Griever steadily walked towards the gate, brooding. Always brooding. About his future, but mostly about his past. This was the one place he could go. She was the only one who understood at all.
Eden. That mysterious being who dwelt in the dimensions outside of time and space. Passing through the gate into that strange and peculiar pocket of subspace, Griever could hear her voice. The wordless voice that was as thunder through the heavens.
You.
Why are you here?
"I have no where else to go." Griever's reply echoed his thoughts. But he didn't want to think just now, and instead simply sat gazing at the enigmatic entity before him. Eden was so unlike anything else, like a wildly beautiful mosaic of every time that ever was, is, and will be. A being of great power and wisdom who was like a guide to others.
Angel.
Griever looked up suddenly, slightly startled.
Those are your thoughts Eden continued. But angel I am not, though perhaps something similar.
"Perhaps something more," Griever said, more to himself. But Eden did not agree, so he withdrew his comment.
They wish you to return.
Dwelling outside even time itself, Eden could only communicate within the "now".
Bahamut does not hold your deeds against you, he wishes that you return.
"I wish it not." He turned briefly away. No, dear Bahamut, he thought, it is not your forgiveness I cannot accept, but my own. He thought back on what had happened. No, Bahamut would not, could not understand. That terrible cry, the deadly scourge released upon the land, and all in his- Griever's, name! Yes, others were to blame for creating the bridge, but it had been he who had caused the crossing of it. And now he could not pass a night there without seeing that terrible reminder ride through the sky.
Griever gritted his teeth in anger. Never again would he be so foolish as to attempt to show reason to irrational beasts!
You must leave it behind.
Griever looked up and smiled weakly.
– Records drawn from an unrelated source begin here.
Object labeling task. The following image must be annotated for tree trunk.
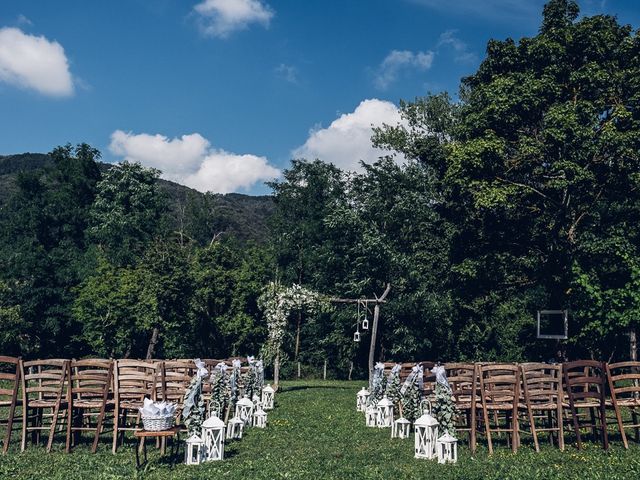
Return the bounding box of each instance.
[273,352,280,390]
[293,310,302,360]
[146,325,160,360]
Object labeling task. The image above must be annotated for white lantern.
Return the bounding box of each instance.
[415,406,438,459]
[391,417,411,438]
[184,433,204,465]
[227,417,244,440]
[364,405,378,427]
[207,400,222,418]
[235,395,253,425]
[377,395,393,428]
[437,432,458,463]
[253,405,267,428]
[356,387,370,412]
[262,384,276,410]
[202,417,225,461]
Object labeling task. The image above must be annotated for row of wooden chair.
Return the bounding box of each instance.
[0,356,246,453]
[384,360,640,452]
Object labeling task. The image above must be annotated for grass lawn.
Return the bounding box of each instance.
[0,381,640,480]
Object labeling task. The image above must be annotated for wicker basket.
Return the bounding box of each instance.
[142,415,175,432]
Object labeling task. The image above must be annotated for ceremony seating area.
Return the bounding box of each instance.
[384,360,640,453]
[0,356,255,453]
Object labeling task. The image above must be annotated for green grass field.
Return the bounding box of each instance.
[0,381,640,480]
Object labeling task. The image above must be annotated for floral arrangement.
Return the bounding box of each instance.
[431,365,458,436]
[258,282,327,362]
[182,358,209,436]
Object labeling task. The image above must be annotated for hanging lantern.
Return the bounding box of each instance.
[235,395,253,425]
[184,433,204,465]
[391,417,411,438]
[414,409,438,459]
[227,417,244,440]
[356,387,370,412]
[253,405,267,428]
[436,432,458,463]
[364,406,378,427]
[202,417,225,461]
[262,384,276,410]
[377,395,393,428]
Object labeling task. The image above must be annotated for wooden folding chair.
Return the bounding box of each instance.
[0,355,22,453]
[520,363,564,452]
[478,364,520,454]
[606,362,640,448]
[112,359,161,454]
[562,360,609,450]
[66,358,114,453]
[159,360,192,418]
[444,362,482,453]
[20,359,70,452]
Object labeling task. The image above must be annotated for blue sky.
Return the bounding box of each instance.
[0,0,640,194]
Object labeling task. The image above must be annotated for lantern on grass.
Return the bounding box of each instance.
[202,417,225,461]
[377,395,393,428]
[364,406,378,427]
[415,408,439,459]
[235,395,253,425]
[207,400,222,418]
[227,417,244,440]
[262,384,276,410]
[184,433,204,465]
[356,387,370,412]
[391,417,411,438]
[436,432,458,463]
[253,405,267,428]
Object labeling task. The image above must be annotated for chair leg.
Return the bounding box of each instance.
[2,401,16,453]
[20,402,29,452]
[482,408,493,455]
[111,404,120,455]
[571,407,582,450]
[600,404,609,450]
[47,403,60,453]
[64,404,73,453]
[527,406,540,452]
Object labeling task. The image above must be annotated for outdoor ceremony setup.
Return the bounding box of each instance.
[0,356,275,466]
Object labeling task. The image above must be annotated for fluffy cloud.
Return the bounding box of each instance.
[292,98,402,170]
[0,28,73,97]
[109,130,280,193]
[193,0,274,38]
[374,50,434,90]
[437,30,478,63]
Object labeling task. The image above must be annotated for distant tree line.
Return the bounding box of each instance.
[0,0,640,374]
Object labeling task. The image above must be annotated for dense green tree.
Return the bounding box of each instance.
[89,162,166,265]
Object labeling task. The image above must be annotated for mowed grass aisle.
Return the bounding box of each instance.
[0,381,640,480]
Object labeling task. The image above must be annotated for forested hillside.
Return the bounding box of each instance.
[0,153,273,242]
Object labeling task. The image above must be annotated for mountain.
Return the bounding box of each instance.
[0,153,274,242]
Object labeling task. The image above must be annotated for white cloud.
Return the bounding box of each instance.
[292,98,402,171]
[374,50,434,90]
[109,130,280,193]
[275,63,298,83]
[0,27,73,97]
[436,30,478,63]
[193,0,274,38]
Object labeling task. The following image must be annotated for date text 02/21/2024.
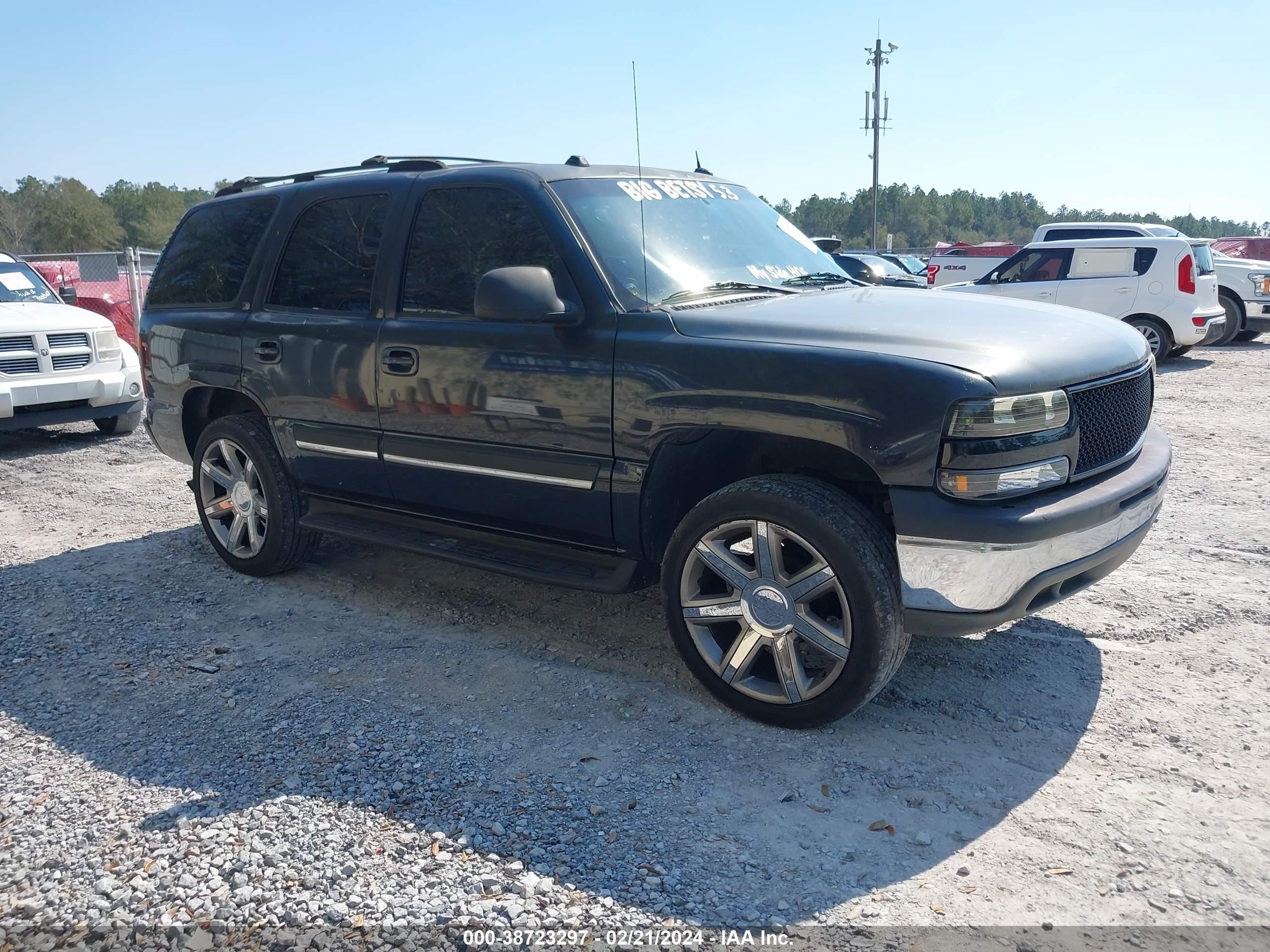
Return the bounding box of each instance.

Of course, Eden did not know that what she tried to console him for was truly the least of his concerns.
"Why did you go there, anyway, when you go nowhere else?" he asked. "Wait, let me answer that- it was because it involved the alteration and control of time, and so you yourself would be of considerable help, right?"
Your analysis is accurate. Yes.
Griever smiled to himself, but remembering that time quickly made him grow serious. After that first terrible incident, he had placed his power in the world so that it could be used to help undo his mistake. But in the end he found himself fighting against that very power, fighting for a dark master he could not resist. His effort did not prove completely in vain, however, for it was with that very power that he was then defeated and the order restored.
You are restless.
"I wish to wander." He did not say, I wish to do penance. Penance, such a useful word.
Bahamut neither consents nor forbids. You are to come back.
The last part was both a statement and a question.
"Perhaps. Eventually. Yes." Griever replied. "When my soul finds rest."
The gates were open, the worlds endless to roam.
Return. The soft echo was so faint, it was no more than the stirrings of a light breeze.